Latissimus, Biceps, Upper Back

Weighted Ring Pull Ups

Weighted Ring Pull Ups are a challenging exercise for strengthening the upper body muscles, primarily working the back and biceps. The added weight increases the intensity compared to the classic pull-up.

Necessary equipment

Weighted Ring Pull Ups - the correct execution

  • Start in a hang position with extended arms
  • Grab the rings with stretched arms
  • Pull the shoulder blades back down at the beginning
  • Bend the arms and pull the rings towards the chest
  • Try to pull yourself up as high as possible, at least with your head against the rings
  • Lower yourself slowly and controlled back into the hang position
  • Work in the largest possible range of motion
  • As an alternative to the weight belt, you can also use a weight vest or clamp a dumbbell between your thighs.

The exercise Weighted Ring Pull Ups is intended to be used as a hypertrophy exercise.

Which muscles are trained by Weighted Ring Pull Ups?
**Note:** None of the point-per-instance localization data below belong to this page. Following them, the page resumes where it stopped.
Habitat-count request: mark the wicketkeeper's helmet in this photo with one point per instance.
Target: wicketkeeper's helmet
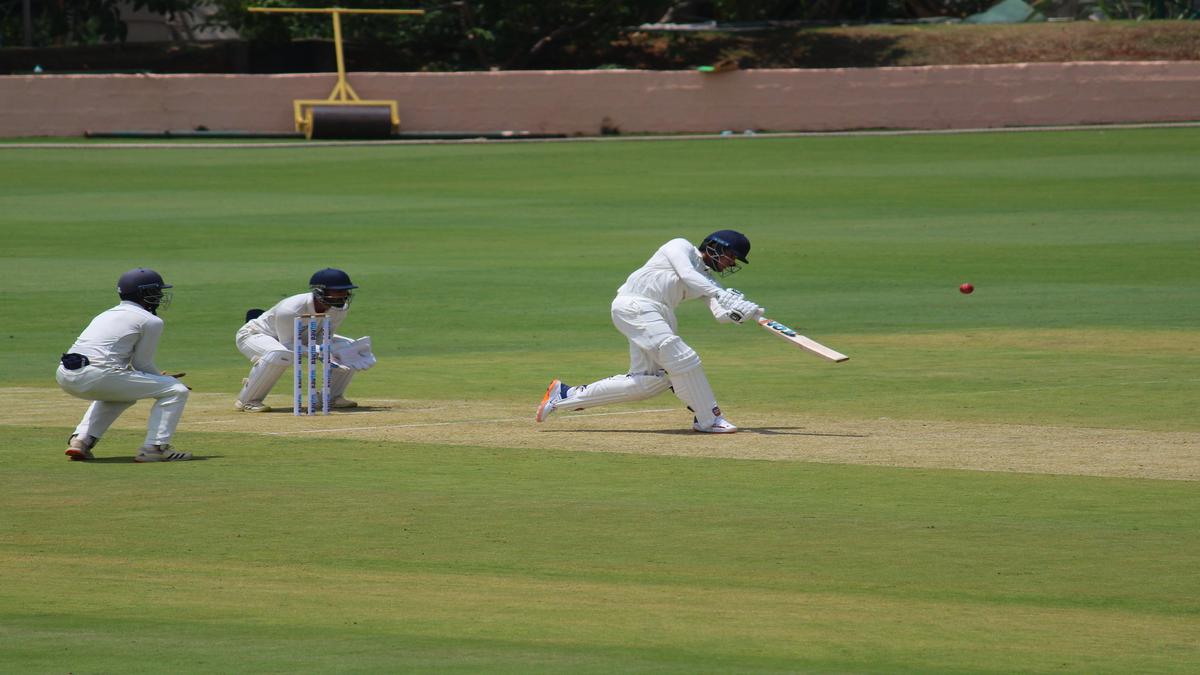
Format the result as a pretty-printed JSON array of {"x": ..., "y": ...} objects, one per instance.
[
  {"x": 145, "y": 287},
  {"x": 331, "y": 279}
]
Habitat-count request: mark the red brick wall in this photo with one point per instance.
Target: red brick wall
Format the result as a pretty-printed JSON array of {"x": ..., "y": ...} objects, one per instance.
[{"x": 580, "y": 102}]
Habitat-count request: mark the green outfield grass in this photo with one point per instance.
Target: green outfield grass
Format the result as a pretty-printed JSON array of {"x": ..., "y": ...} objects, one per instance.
[{"x": 485, "y": 270}]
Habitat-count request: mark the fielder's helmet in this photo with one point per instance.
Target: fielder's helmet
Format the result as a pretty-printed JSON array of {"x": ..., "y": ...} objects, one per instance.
[
  {"x": 145, "y": 287},
  {"x": 331, "y": 279}
]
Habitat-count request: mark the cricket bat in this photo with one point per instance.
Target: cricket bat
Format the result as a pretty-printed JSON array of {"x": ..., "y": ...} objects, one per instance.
[{"x": 802, "y": 341}]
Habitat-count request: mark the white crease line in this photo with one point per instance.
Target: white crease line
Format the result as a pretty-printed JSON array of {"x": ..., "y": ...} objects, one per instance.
[{"x": 453, "y": 423}]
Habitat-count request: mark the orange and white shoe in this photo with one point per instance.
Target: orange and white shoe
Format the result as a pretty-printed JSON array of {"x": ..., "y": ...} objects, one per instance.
[
  {"x": 720, "y": 425},
  {"x": 79, "y": 449},
  {"x": 555, "y": 395}
]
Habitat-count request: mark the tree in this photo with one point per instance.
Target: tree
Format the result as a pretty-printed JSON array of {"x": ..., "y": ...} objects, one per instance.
[{"x": 77, "y": 22}]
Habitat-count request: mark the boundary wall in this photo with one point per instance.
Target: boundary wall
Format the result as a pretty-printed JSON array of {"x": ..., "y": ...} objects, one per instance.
[{"x": 586, "y": 102}]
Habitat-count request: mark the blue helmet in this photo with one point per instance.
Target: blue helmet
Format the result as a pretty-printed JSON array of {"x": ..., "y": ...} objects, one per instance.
[
  {"x": 725, "y": 242},
  {"x": 331, "y": 279},
  {"x": 145, "y": 287}
]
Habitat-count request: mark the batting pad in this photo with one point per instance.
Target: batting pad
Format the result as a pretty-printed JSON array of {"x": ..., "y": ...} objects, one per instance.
[
  {"x": 617, "y": 389},
  {"x": 264, "y": 375},
  {"x": 694, "y": 389}
]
Primary trained muscles for Weighted Ring Pull Ups

  • Latissimus - The latissimus dorsi is a large muscle in your back that helps you pull your arm down and back. It also supports breathing and stabilizes the spine.

  • Biceps - The biceps brachii muscle is located on the front of your upper arm. It helps you bend your arm at the elbow, rotate your palm upwards, and lift your arm forward.
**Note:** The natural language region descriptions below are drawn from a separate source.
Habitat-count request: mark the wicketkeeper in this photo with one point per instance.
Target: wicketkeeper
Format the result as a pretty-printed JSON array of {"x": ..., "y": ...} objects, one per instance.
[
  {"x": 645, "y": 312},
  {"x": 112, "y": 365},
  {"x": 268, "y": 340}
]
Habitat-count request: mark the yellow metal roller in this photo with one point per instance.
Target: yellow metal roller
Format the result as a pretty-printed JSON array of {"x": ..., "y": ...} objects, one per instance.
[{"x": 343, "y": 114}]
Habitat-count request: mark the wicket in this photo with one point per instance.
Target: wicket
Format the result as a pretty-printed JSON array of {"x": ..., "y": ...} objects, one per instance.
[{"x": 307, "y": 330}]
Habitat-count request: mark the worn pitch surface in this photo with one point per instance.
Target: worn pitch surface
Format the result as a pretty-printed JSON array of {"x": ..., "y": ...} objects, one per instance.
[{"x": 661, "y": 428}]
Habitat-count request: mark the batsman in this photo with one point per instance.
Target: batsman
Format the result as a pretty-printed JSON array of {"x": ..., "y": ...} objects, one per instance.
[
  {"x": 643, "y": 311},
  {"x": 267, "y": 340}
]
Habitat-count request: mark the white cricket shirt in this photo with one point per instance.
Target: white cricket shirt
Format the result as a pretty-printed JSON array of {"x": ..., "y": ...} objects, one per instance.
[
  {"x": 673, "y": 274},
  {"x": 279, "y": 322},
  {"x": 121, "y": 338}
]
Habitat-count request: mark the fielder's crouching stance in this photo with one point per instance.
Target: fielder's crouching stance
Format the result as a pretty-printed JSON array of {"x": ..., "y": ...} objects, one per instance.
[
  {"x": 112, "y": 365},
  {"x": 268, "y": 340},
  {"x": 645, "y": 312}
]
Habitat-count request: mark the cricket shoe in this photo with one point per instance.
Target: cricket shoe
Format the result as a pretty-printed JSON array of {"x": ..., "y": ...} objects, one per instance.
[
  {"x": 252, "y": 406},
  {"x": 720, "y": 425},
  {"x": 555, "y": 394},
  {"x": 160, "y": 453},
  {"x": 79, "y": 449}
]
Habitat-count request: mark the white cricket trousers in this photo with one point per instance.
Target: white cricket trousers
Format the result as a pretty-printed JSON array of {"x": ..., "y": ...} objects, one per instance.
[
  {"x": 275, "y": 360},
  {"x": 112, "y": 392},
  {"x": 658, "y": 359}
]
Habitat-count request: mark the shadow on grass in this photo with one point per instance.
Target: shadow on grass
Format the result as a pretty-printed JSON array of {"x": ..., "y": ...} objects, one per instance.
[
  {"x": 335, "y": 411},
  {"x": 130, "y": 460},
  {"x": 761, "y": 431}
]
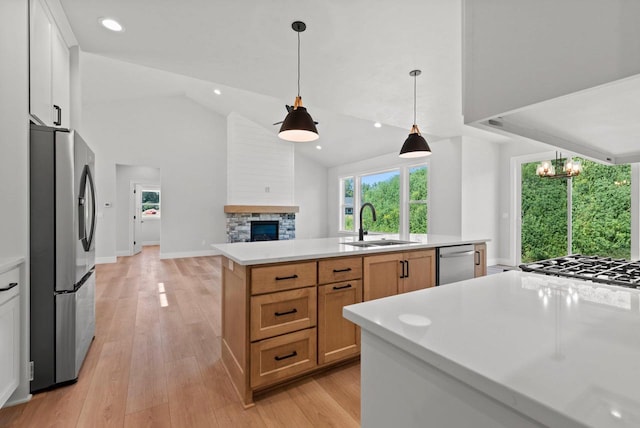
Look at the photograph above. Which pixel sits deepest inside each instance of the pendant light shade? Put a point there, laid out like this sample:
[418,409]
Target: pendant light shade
[298,126]
[415,145]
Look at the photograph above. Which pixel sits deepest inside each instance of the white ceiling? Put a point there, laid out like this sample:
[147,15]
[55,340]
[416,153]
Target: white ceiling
[356,58]
[600,122]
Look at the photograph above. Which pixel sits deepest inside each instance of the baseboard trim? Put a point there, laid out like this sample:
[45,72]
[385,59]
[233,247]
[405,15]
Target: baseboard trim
[17,401]
[181,255]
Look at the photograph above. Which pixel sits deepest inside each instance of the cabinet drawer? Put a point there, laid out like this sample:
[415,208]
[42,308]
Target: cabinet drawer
[279,313]
[276,359]
[339,270]
[282,277]
[7,279]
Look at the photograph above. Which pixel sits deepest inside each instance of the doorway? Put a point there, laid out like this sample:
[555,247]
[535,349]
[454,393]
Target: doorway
[138,208]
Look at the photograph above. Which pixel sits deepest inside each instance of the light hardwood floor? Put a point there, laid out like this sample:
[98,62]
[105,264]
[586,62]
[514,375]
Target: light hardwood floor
[155,361]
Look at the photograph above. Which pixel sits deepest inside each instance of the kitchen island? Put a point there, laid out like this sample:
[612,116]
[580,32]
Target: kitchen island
[282,300]
[509,350]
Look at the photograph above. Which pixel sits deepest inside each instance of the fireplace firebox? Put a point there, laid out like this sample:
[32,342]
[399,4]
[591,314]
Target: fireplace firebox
[264,230]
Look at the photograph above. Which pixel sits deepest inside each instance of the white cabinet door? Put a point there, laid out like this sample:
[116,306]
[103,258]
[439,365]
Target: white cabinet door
[60,80]
[40,63]
[9,335]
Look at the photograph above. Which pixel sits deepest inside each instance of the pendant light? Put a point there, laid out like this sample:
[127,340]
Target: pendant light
[415,145]
[298,126]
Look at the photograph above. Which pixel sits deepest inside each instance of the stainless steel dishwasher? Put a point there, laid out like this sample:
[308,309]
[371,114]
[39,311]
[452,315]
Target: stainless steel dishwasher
[455,263]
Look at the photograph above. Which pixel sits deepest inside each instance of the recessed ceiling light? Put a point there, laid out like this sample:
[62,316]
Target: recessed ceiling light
[111,24]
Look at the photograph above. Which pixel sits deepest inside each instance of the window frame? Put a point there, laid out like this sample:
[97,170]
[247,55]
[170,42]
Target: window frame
[403,169]
[159,203]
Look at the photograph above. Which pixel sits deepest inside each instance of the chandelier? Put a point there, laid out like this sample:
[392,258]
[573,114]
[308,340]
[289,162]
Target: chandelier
[549,169]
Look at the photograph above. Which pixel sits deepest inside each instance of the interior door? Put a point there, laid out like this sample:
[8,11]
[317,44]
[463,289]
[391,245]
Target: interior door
[137,219]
  • Upper Back - The muscles in the upper back, including the trapezius and rhomboid muscles, help move and stabilize your shoulders. They pull the shoulder blades together and support posture.

Secondary trained muscles for Weighted Ring Pull Ups

  • Forearm - The forearm muscles are divided into flexors and extensors. The flexors bend your wrist, while the extensors straighten it.